Tritium levels below operational limits in latest release of Fukushima Daiichi treated water

23 April 2024


International Atomic Energy Agency (IAEA) experts have confirmed that the tritium concentration in the fifth batch of diluted ALPS treated water, which Japan’s Tokyo Electric Power Company (Tepco) is now discharging to the sea is far below the country’s operational limit.

Experts stationed at the IAEA’s office on the site of the Fukushima Daiichi NPP took samples after the treated water was diluted with seawater in the discharge facilities. The IAEA’s independent on-site analysis confirmed that the tritium concentration is far below the operational limit of 1500 becquerels per litre.

The corroboration of data will be also conducted in the fifth batch using interlaboratory comparisons involving both IAEA laboratories as well as independent third-party laboratories from China, South Korea, Switzerland and the US – all of which are members of the network of Analytical Laboratories for the Measurement of Environmental Radioactivity (ALMERA).

Contaminated water, used to cool the melted reactor cores in the aftermath of the 2011 nuclear disaster at Fukushima, is stored in around 1,000 huge tanks at the plant containing more than 1.3m tonnes and total storage capacity has been reached. The contaminated cooling water and groundwater is treated by the Advanced Liquid Processing System (ALPS), which removes most of the radioactive contamination, with the exception of tritium. The treated water is then stored in tanks before being diluted so that tritium levels fall below national regulations before it is released through an undersea tunnel into the Pacific Ocean.

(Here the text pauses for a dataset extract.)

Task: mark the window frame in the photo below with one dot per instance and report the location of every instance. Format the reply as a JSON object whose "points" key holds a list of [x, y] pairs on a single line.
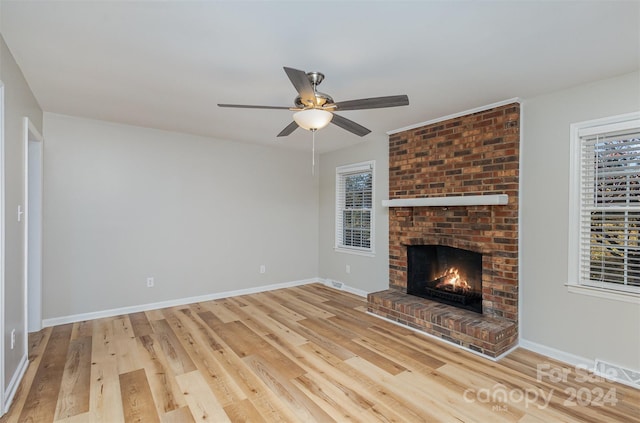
{"points": [[341, 173], [578, 131]]}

Japan is discharging the ALPS treated water in batches. The first discharge began in August 2023. The previous four batches – a total of 31,145 cubic metres of water – were also confirmed by the IAEA to have contained tritium concentrations far below operational limits.

Tepco said the latest release, followed safety measures and was closely monitoring by Tepco and the Japanese government, in alignment with international safety standards. It “is part of a comprehensive plan aimed at managing the contaminated water accumulated at the Fukushima Daiichi since the devastating earthquake-triggered tsunami that resulted in a nuclear accident”. Tepco noted that in fiscal year 2023 it had “successfully executed four rounds of the release programme, totalling approximately 31,200 tonnes of treated water” with “plans to discharge a total of 54,600 tonnes in seven rounds during fiscal year 2024”.

The IAEA Task Force conducting the safety review of Japan’s release of the ALPS treated water will reconvene shortly and conduct its second mission to Japan since the start of the water discharges. It is the next in a series of missions that began in 2021 and will continue throughout the IAEA’s safety review of the discharges. IAEA Director General Rafael Mariano Grossi visited Japan in March, as part of his ongoing commitment to monitor the discharge of treated water.

The IAEA’s comprehensive report issued in July 2023 found Japan’s plan for handling the treated water to be consistent with international safety standards and that the release as planned would have a negligible radiological impact to people and the environment. All reports on sampling, independent analysis, data evaluation, as well as timeline, are available on the IAEA website.